The built-in mic offers weak intelligibility. Using the Voice Memos app on an iPhone 6s, we could understand every word we recorded, but the mic sounds far away and the audio fuzzy. This, however, is par for the course with Bluetooth headphone mics—even those for adult headphones.
In addition to the aforementioned charging cable, the headphones comes with two pages of colorful stickers so kids can personalize the design. There are multiple full alphabets and number sets, as well as some emoji-like designs.
JBL estimates battery life to be roughly 12 hours, but even with the limited volume, listening levels will still impact overall playback time.
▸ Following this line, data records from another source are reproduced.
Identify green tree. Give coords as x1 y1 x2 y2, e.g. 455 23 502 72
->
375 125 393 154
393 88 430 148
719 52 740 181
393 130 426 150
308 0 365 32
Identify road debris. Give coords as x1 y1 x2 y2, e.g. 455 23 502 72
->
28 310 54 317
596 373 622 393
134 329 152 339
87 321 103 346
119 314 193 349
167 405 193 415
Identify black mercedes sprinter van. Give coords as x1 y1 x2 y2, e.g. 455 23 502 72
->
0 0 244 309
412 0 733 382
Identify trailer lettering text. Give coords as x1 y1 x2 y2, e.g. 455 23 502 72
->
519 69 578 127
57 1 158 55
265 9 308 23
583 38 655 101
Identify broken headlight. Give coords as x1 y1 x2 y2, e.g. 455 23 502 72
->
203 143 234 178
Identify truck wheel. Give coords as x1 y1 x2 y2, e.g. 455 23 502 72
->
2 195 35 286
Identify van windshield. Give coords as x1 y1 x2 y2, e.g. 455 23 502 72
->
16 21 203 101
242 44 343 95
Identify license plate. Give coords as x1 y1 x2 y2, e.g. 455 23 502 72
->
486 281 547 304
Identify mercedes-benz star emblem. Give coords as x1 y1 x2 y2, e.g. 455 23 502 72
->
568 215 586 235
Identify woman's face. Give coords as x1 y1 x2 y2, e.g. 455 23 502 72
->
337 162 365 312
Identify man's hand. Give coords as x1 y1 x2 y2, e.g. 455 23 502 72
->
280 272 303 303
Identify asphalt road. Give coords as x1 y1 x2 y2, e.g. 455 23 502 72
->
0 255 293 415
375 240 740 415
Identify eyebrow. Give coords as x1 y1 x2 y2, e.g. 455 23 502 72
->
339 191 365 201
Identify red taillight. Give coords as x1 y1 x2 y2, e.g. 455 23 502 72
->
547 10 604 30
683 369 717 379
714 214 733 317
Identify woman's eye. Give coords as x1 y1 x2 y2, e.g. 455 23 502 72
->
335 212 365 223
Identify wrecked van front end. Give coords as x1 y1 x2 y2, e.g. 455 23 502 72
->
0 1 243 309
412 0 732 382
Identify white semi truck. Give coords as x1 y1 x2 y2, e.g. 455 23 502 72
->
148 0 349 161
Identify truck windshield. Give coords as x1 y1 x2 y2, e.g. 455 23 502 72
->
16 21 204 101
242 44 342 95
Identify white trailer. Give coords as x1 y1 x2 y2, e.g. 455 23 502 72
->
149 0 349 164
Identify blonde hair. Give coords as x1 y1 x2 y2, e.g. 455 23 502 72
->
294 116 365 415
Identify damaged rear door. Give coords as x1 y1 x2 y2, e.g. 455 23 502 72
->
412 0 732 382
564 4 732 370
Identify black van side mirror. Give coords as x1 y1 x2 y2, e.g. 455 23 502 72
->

The headphones do an excellent job of limiting the volume—they don’t get loud, but they deliver a solid sense of bass depth at their maximum 85dB output. Unfortunately, the bass depth suffers a bit at top volumes on tracks with intense sub-bass content, like The Knife’s “Silent Shout,” which distorted when played at maximum volumes. At more modest levels, the bass sounds full and the distortion disappears, but it seems unlikely most kids will choose to listen at these lower levels. However, if your child isn’t listening to a lot of tracks with seriously deep bass, this may not be an issue.
Bill Callahan’s “Drover,” a track with far less deep bass in the mix, gives us a better sense of the JR300BT’s general sound signature. At top volumes, the bass here sounds excellent—the drums are full and strong without overpowering the mix, and Callahan’s baritone vocals are rich in the low-mids. This is all balanced out by a solid high-mid/high-frequency presence, which allows the guitar strums and the higher register percussive hits to retain a bright presence.
On Jay-Z and Kanye West’s “No Church in the Wild,” the kick drum loop receives enough in the high-mids to retain its punchy presence, while the sub-bass synth hits that punctuate the beat are delivered with a strong sense of depth. The bass sounds solid here, and unlike The Knife track, this one doesn’t distort at top volumes. The vocal performances are delivered cleanly and crisply, without much added sibilance. We hear a bit more of the high-frequency vinyl crackle and hiss than we might normally, which means there’s some sculpting going on, and not just in the lows.
Orchestral tracks, like the opening scene from John Adams’ The Gospel According to the Other Mary, get some added bass presence, pushing the lower register instrumentation forward in the mix, but the higher register brass, strings, and vocals still retain their crisp, prominent presence.
Aside from some distortion on one song at maximum volume, JBL’s JR300BT headphones deliver a very good listening experience. The volume limiter works, the fit is secure and exceptionally comfortable over long listening sessions (even for some adult heads), and the design is fun and playful. We also like the Puro Sound Labs BT2200 headphones, but they’re more expensive. For far less, the wireless JLab JBuddies Studio Bluetooth and the wired Mee Audio KidJamz are solid budget choices. But none of these models sound quite as good as the JR300BT, which makes them our Editors’ Choice.